Отец принялся чесать Рози крестец.
Она замычала, показались первые капли. Медленно и неуверенно, но Джозеф доил, и вскоре уже слышался не звон молока о металл, а плеск молока в молоке.
Отец посмотрел на меня и улыбнулся. Потом стал обходить Джозефа со спины, чтобы подобрать свои ведра.

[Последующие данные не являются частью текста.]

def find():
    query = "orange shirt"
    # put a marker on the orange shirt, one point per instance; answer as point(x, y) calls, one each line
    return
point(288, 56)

И вдруг – бац! Джозеф вскочил, будто под ним что-то взорвалось. Ведро снова опрокинулось, и табуретка тоже, а Рози испуганно замычала. Джозеф стоял, прижавшись спиной к стене, подняв руки в защитной стойке, смотрел на нас (хотя обычно он ни на кого не смотрел) и дышал так часто и тяжело, словно во всем мире внезапно закончился воздух.
Я заметил в отцовских глазах то, чего никогда раньше не видел. Печаль, что ли.
– Извини, Джозеф, я постараюсь не забывать, – он наклонился за ведрами. – Я сам здесь все закончу. А вам, ребята, лучше вернуться в дом и вымыться. Джек, скажи маме, что я скоро приду.
Когда мы с Джозефом вышли на улицу, уже почти рассвело. Лучи солнца спускались с освещенных вершин на западе на наши убранные и перепаханные, готовые к долгой зиме поля. Пахло холодным воздухом и печным дымом. По краям пруда появилась наледь, сердившая гусей, и было слышно, как в Малом хлеву фыркает Квинт Серторий, а в Большом – мычит Рози. В сером дворе все постепенно приобретало цвет: сараи – красный, ставни – зеленый, дома и курятник – желтый, полосатый кот, устроившийся на заборе, – огненно-рыжий.